Archis's Blog

September 1, 2011

On code reuse and maintainability

Filed under: Science, Technology — Tags: , , , — archisgore @ 12:32 am

A wise man once said, “Any procedural program, given a sufficient level of complexity, will end up implementing some form of Lisp.” (If you can’t find a paraphrase of that quote, then attribute it to me – but I’m pretty sure I read it somewhere 10 years ago.)

Today, we continue on the rant against frameworks, and look into code reuse and maintainability. Unlike regular posts, this is one area I’m not too sure about, and would love comments or counter-examples. Spare no punches!

What is reuse exactly? Syntax or semantics?

Let’s start with an example. Given a procedural language, I write a framework to do the following. Instead of the coding having to decide at coding-time what operation they want to do on a float, they can delegate it to my run-time operation-definition framework that allows data-driven dynamically loaded operations.
1. The code itself will look like this:
y = f(x)
2. The executable will add a configuration file for my framework that says:
<define function=”f” definition=”System.Math.Sin”/>

This one raises a lot of questions that I want to ask, but for now, I’d like to know, would you call this code reuse? I can certainly make great arguments for this style of coding (keep quiet functional-programmers, this one’s for someone who _has_ chosen a procedural language.) It allows me to change the definition of ‘f’ at runtime. I don’t have to worry if tomorrow my computation changes, because a simple config-change will make my code work for Cos, or Tan or whatever else the user needs. I can replace the definition of “Sin” to use a different implementation whenever I choose.

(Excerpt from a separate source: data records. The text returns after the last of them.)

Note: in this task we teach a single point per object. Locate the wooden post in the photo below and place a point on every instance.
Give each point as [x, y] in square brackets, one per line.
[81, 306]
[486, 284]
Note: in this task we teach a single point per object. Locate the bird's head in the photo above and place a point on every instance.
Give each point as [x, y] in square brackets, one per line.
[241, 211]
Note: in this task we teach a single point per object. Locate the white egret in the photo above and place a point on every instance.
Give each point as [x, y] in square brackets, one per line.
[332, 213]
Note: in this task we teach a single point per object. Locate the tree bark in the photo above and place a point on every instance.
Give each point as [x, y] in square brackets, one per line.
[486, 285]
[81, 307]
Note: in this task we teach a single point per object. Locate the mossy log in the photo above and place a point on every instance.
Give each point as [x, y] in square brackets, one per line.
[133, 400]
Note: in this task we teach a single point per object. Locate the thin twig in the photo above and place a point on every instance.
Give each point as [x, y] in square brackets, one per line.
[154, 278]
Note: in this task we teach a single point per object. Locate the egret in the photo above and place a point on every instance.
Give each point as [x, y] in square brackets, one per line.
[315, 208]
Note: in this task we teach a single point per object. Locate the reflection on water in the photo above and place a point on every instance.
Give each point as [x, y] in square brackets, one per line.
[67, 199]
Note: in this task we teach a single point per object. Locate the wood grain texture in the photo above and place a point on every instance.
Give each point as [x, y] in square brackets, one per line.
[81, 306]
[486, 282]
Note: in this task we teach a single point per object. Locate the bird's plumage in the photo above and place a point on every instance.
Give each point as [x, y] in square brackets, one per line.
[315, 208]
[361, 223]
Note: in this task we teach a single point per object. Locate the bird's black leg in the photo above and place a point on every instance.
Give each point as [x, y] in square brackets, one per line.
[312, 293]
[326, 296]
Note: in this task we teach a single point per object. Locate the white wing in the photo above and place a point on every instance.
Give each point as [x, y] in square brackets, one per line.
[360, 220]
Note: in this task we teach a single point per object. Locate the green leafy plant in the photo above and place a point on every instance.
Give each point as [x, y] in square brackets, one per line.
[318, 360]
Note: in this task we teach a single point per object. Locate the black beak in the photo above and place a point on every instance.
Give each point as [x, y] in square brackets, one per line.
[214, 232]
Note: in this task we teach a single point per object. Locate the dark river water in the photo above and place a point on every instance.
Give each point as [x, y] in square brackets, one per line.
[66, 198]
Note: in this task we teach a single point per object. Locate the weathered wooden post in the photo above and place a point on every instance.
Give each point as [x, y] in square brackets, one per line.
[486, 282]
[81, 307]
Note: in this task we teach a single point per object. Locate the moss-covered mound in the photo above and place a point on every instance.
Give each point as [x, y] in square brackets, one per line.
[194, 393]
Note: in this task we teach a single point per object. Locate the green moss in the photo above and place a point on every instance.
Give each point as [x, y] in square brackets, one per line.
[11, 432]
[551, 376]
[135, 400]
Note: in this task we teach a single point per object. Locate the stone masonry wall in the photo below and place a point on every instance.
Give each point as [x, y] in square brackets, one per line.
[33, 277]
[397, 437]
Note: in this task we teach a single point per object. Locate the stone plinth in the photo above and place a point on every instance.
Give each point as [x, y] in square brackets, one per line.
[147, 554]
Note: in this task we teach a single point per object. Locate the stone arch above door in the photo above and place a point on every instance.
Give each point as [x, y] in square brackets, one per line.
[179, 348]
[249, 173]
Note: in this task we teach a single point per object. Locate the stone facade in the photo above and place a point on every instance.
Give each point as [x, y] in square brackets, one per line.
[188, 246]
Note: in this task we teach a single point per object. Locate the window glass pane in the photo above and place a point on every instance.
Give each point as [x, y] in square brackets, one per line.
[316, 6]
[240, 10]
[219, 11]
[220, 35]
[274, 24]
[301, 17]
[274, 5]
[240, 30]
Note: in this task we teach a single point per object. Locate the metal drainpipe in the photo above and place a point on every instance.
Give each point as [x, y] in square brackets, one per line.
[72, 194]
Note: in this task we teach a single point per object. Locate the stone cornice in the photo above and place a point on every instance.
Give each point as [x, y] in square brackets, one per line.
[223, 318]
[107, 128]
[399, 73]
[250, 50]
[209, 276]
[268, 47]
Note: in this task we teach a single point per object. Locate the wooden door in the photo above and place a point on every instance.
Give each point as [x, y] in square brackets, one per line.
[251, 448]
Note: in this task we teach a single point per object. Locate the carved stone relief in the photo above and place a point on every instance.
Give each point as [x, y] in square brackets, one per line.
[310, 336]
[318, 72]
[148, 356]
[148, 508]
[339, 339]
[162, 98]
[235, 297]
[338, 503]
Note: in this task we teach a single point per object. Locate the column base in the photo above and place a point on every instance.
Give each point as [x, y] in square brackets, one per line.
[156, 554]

For me personally, this is bullshit! It’s the worst kind of code I would ever had the displeasure of dealing with. Only the last argument made any sense, and there are ways around that. It is the most irresponsible style of coding too – the programmer, instead of taking responsibility for ensuring correctness of code, delegates every function out of their own scope. If you really want to do that, use a functional language already! People have been advocating them for over four decades now, and this is exactly the reason why! Stop contaminating my procedural code with a smarty-pants half-assed implementation of something for which robust implementations exist already. You can replace your code at runtime and any interpretor worth its two cents has a decent JITer. Semantically, what would be the difference in sending the interpretor a new file to interpret, versus changing configuration for a running program? y=f(x) is certainly not going to have bugs (and can be tested easily.) Your probable bugs are going to be inside ‘f’ anyway. So while your core ‘executable’ can be assured of being stable, it’s a false perception.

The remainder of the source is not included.